How to Choose the Right Model
AI models are continuously improving — what is "best" today may be surpassed in weeks or months. NinjaCat will continue evaluating and adding models that demonstrate better intelligence, efficiency, or performance.
General guidance:
- For most agents: Claude Sonnet 4.6 (default) is the best starting point — strong performance at reasonable cost.
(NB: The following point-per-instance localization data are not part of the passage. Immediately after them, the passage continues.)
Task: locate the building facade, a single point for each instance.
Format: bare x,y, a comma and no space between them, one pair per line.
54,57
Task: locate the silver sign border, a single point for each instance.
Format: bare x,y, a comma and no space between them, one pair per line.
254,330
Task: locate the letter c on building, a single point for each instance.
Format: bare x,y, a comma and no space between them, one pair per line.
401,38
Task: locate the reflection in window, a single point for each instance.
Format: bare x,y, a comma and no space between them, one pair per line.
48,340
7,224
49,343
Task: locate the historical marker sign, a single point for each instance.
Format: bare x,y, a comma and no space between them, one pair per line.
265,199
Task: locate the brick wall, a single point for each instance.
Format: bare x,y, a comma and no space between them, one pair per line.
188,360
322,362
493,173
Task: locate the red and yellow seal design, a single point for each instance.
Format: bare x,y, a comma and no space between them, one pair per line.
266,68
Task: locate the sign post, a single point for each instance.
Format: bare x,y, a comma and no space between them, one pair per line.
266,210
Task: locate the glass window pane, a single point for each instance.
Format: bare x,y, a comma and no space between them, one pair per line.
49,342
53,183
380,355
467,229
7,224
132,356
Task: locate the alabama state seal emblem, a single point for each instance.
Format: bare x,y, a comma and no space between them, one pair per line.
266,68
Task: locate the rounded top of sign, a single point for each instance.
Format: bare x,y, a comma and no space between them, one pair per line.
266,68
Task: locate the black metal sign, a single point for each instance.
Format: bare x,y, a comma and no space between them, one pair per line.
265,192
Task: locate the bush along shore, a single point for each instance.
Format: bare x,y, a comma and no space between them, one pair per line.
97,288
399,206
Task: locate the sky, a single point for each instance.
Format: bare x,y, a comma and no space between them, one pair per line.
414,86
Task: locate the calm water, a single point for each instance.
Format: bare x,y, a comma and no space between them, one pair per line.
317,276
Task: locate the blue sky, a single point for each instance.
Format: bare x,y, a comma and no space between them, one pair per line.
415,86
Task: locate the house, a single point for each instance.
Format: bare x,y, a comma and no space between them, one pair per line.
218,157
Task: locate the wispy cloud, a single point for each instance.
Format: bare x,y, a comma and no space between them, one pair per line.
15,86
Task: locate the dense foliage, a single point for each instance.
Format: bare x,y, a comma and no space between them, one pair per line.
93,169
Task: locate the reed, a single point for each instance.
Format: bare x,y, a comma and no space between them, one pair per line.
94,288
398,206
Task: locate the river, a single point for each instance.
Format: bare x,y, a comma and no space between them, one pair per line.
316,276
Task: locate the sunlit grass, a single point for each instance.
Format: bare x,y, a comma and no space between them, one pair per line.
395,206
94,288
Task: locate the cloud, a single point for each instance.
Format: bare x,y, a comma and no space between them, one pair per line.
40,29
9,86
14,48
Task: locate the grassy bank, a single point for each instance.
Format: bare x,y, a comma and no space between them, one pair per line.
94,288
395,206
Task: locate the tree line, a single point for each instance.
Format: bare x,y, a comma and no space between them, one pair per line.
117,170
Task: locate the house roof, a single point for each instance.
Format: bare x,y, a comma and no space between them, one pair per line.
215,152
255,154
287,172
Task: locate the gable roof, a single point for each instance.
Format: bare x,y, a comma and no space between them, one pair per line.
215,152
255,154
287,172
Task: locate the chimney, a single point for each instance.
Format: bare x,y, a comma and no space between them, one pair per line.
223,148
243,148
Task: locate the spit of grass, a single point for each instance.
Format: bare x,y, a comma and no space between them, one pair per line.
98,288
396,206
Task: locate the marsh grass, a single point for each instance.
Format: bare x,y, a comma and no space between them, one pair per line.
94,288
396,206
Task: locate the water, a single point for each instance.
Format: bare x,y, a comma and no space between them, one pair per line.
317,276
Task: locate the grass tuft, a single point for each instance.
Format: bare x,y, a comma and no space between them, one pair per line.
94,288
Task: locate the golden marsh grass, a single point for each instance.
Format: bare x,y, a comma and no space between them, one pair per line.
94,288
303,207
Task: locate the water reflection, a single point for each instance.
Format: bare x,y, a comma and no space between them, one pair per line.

- For the most complex, high-effort, or long-horizon tasks: Claude Opus 4.8 or Opus 4.7 — Anthropic's highest-capability models available on the platform. (Note: Claude Fable 5 is currently unavailable due to a government directive — see the Anthropic models table above.)
- For complex reasoning or coding tasks: Claude Opus 4.7, GPT-5.4 - Thinking, or GPT-5.2 - Thinking.
- For speed or cost-sensitive tasks: Claude Haiku 4.5, GPT-5 Nano, Gemini 3.1 Flash Lite, or Gemini 3 Flash.
- For large context windows: OpenAI GPT-5.4 series (~1M) or Google Gemini series (~1M).
For the latest information from each provider, see their documentation:
Anthropic Claude Models OpenAI GPT-5 Prompting Guide Google Gemini
Note: When switching between models, prompt adjustments may be required to maintain optimal Agent performance. We will provide further guidance on prompt modifications as we continue testing and learning.